One limitation of the present study is that there is no group involving misoprostol alone. This is because we would not prophylactically use misoprostol alone to prevent PPH in our department. If we had used misoprostol alone, carbetocin may have been superior, whereas the combination of both drugs (oxytocin and misoprostol) may have produced a comparable effect to the carbetocin. The strength of our study is that it is a RCT with power calculations. Additionally, there are no other current studies comparing carbetocin and intrauterine misoprostol.
CONCLUSIONS
In conclusion, our findings indicate that carbetocin does not exhibit superiority in preventing postpartum hemorrhage in women undergoing cesarean section. Furthermore, a notable difference exists in the cost between oxytocin and carbetocin. Considering its efficacy, affordability, and favorable safety profile, oxytocin remains a highly effective option for preventing postpartum hemorrhage. We recommend maintaining the routine use of oxytocin in cesarean section procedures until substantial evidence of carbetocin’s superiority over oxytocin is established. Oxytocin should remain the preferred option until such proof is demonstrated conclusively.

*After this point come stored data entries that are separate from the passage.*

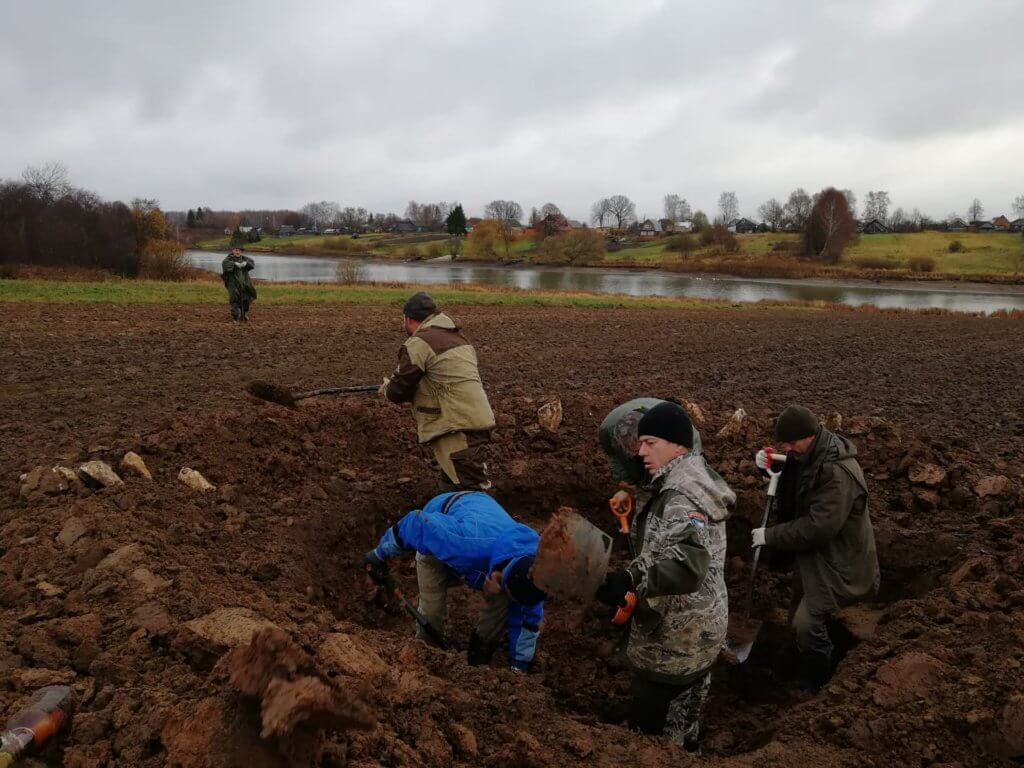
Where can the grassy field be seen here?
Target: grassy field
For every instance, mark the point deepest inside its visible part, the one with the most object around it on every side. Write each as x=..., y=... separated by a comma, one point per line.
x=995, y=254
x=276, y=294
x=998, y=256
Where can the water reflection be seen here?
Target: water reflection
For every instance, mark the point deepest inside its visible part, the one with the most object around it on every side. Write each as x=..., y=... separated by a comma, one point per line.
x=631, y=283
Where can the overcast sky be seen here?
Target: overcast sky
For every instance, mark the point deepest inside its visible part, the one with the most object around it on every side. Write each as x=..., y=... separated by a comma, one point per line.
x=237, y=104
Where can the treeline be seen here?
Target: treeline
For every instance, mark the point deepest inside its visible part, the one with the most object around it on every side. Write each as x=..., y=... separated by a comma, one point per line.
x=45, y=221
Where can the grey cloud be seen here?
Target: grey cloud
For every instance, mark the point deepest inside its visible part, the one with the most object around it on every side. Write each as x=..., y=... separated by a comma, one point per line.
x=261, y=103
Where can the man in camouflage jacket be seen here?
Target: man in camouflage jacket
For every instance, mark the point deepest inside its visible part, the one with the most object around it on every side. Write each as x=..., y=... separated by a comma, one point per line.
x=680, y=623
x=437, y=372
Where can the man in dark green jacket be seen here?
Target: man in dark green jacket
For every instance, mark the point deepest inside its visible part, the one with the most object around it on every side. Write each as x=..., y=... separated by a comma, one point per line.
x=241, y=292
x=828, y=529
x=680, y=621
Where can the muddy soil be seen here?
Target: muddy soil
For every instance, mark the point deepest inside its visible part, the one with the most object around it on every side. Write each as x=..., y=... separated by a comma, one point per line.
x=141, y=594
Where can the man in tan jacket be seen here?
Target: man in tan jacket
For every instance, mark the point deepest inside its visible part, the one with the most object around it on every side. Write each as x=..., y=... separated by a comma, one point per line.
x=437, y=372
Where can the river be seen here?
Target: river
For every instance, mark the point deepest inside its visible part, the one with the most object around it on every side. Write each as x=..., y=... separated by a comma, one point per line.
x=972, y=298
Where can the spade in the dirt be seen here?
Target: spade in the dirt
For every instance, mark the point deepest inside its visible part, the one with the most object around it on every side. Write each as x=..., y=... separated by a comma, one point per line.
x=572, y=557
x=742, y=632
x=284, y=396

Article information and declarations
Data availability statement
The data that support the findings of this study are available from the corresponding author upon reasonable request.
Ethics
This study was a prospective, randomized, controlled study (NCT05083910) conducted at the Department of Obstetrics and Gynaecology of Medical Faculty of Bezmialem Vakif University between July 2021 and January 2022.
Conflict of interest
The authors declare that they have no conflict of interest.